The Lords this week in effect amended the Bill to reinstate the amendment rejected by the Commons. So why doesn’t your government just accept this Bill as amended when it comes back to the Commons, so outlawing the dreaded chlorinated chicken and hormone treated beef? If indeed you don’t propose to lower standards in the very many international trade agreements we were promised, then why not commit yourselves to it in legislation? I see that Baroness Noakes, no doubt with her tongue very firmly in her cheek, said: “The Government’s policy is clear. They are committed to higher food and welfare standards. We do not need to write into law what the Government is committed to.” Something of an irony?

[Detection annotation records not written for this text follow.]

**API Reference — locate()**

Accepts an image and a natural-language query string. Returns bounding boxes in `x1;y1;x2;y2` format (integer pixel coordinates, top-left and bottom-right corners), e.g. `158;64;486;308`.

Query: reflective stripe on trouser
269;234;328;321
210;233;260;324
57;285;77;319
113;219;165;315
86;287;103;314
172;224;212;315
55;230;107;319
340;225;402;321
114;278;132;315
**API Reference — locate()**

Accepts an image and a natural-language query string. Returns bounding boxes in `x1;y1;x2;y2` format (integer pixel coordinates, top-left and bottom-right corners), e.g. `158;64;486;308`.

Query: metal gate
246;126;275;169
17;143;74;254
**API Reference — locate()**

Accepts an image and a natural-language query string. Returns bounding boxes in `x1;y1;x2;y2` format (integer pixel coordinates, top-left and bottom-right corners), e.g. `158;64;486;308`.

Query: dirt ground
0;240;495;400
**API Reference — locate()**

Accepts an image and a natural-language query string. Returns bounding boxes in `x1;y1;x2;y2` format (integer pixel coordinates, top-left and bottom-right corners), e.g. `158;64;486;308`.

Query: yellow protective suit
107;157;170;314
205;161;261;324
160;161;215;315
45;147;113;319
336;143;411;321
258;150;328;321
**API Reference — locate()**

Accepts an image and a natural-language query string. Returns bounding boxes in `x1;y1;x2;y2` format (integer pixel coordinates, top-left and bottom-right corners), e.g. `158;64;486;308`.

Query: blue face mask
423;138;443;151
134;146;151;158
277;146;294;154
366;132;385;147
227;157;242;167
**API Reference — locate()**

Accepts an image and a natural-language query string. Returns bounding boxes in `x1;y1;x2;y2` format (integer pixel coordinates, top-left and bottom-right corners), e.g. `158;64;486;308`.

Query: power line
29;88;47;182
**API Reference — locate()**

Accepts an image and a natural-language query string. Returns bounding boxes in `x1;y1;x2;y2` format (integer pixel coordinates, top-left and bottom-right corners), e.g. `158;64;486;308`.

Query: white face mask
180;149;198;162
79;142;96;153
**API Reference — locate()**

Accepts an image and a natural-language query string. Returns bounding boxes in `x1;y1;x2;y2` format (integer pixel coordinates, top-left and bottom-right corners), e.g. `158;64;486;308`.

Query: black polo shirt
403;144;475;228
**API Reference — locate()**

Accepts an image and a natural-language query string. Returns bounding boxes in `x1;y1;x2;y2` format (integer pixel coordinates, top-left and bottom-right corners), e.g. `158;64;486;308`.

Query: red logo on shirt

4. Then there is the question of the need for the UK to follow EU state aid rules when they affect businesses with a branch in Northern Ireland, whether or not the company’s headquarters are there or in mainland UK. Boris claims that this is unfair. He says that EU jurisdiction should be limited to those businesses where control resides in Northern Ireland. But it was what Boris signed up to and I don’t think that he can claim that he wasn’t aware of what it all meant at the time and so now ignore it. I knew, and I’m just an ordinary constituent.
5. You refer to the obligation on both sides to act in good faith in negotiating the outstanding provisions of the treaty. You say that not to do so on the part of the EU is a breach by them of international law. I’m afraid, however, that ‘good faith’ is in the eye of the beholder. And a requirement to negotiate an agreement in good faith, or to use ones best endeavours to come to an agreement, is not actually an enforceable provision. As my old law lecturer told us – an agreement to agree is never enforceable, however many words you use to dress it up to look like something else.
I did wonder if you were the actual author of your reply, rather than someone at Conservative HQ. As a matter of courtesy, I will assume that it was not you because, whilst for political obfuscation I would award it high marks, for an accurate representation of the applicable law, whether domestic or international, I would give it ‘nul points’. Or is that too European?